Also, yesterday was International Talk Like a Pirate Day! I hope you all participated... I spent most of the day running around trying to find a good pirate hat.
AAAAaaaarrrrrr! to ye!





As promised, here's a new recipe for a side dish that I made up while trying to finish most of the leftover veggies in the fridge:

Eggplant Side

3 mini-eggplant thinly sliced (~1/4 thick, tops), or equivalent large EP
1 stalk heart of palm sliced like EP
~2 Tbsp. minced garlic
~2 Tbsp coconut oil
Copious amounts of cinnamon reasonable dusting across whole pan twice
~1 Tbsp lemongrass herb paste (may be able to sub lemon juice)
~ sauteing eggplant, heart of palm, garlic, cinnamon & lemon grass paste in coconut oil ( in lieu of CO, maybe just butter and then add a bit of shredded coconut for flavor), after a few minutes, added a bit of water & covered the frying pan to add some steaming... cooked until eggplant melted in your mouth (15-20 mins). Taste. Add more cinnamon if necessary, add in maple syrup, stir, & add a bit of spinach at the very end - cooked just long enough to wilt. This served two.

By mini-eggplant, I used these:

Friday, September 4, 2009

Causal Fridays and Barefoot v. Minimal Shoes

Ok, so I just had a total geek-out on my way up the elevator this morning... Today is Friday - for many, Casual Friday. How easy it is to switch letters and change the meanings of words.... Then I thought: "If you just shift the U, Casual turns into Causal. What would 'Causal Friday' be like?" I hope J doesn't read this otherwise he might be ashamed to know me. ; )

Also, I gave some thought this morning to barefooting some more... I mean, I'm sure you all know that I run pseudo-barefoot in my Vibram FiveFingers, but I've eschewed shoes for as long as I can remember. Indoors? barefoot. Running around outside playing as a kid? barefoot as much as I could get away with. Heck, I've always preferred to buy shoes such that I can at least slightly feel the cracks in the sidewalk when I'm walking.
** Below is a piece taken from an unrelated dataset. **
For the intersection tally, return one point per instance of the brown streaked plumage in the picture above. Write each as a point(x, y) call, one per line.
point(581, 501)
It feels weird to me otherwise. So since I've started running around in the FiveFingers more & more, I've been feeling it in my joints when I go back to 'regular' shoes. I feel the shift in my joints and alignment. Or rather, I'm aware of them... Odd. as a result I am now trying to buy my shoes with as flat and thin a sole as possible and as flexible or roomy as possible (It totally goes against all financial sense to pay for as little as possible...) The thing that is intriguing me right now is that even in minimalist shoes, I do not ambulate in the same manner. Barefoot or in my VFFs, I walk lightly and lead with my toes, touching down the forefoot or midfoot first and then compress into my heel. With my minimalist flats, I still find myself landing on my heel and it feels very awkward to try and walk in a different manner in them. I need to ponder if it's because my brain has been "programmed" for so long to walk in a particular manner with shoes on (then one would think it'd translate to the VFFs also) or is it more that the construction of the shoes does not lend itself well to having a natural gait while keeping the shoes on my feet? I need to go contemplate.
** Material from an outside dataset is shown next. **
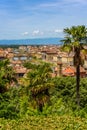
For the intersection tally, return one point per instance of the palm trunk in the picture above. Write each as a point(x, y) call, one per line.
point(77, 59)
point(78, 85)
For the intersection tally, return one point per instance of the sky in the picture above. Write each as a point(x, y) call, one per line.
point(22, 19)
Another random thought for the day: I passed a car on the highway yesterday that had 3 wheels - one in front, two in back. Sorry, I did not have my camera for once. It looked brand new. It had a curved windshield, sides, looked like a 2 seater, was TINY, had a normal steering wheel, and a roll bar. It appeared to be a convertible with the top down. Anyone know what that was? I tried to check out the make & model while driving by, but the words were all long, in tiny print, and a script-ish font. What kind of marketing sense does that make????

Wednesday, September 2, 2009

MovNat Seminar Recap

So, I've been getting a lot of questions (and rightly so) about what is this "Mov- NAT" thingie that I went to. If you'd like the official stuff about it, feel free to go visit the MovNat website. Make sure to watch the Erwan Le Corre video on YouTube also. It's cool.



So, if you want the really short, bare-bones answer, here's what I learned: barefoot movement & conditioning, running, jumping, landing, crawling, rolling, balancing, accuracy, agility, breathing, hanging, climbing, swimming, holding of breath, throwing sticks, throwing rocks, lifting, carrying, using gravity to one's advantage and overall efficiency of movement, some morsels of diet - paleo in specific, sparring, punching, self defense and that I'm a scary, scary woman if threatened. Really if I break most of those down into the subcategories of movement that I haven't named specifically, it's mind-boggling that the seminar was only over 5 days, more like 4 days when two of those were half-days... Really, I'm not quite sure how it all happened because it felt like we only did 2 or 3 things a day (this, said through rose colored glasses, since I can remember spending some days where I was just wishing for it to end).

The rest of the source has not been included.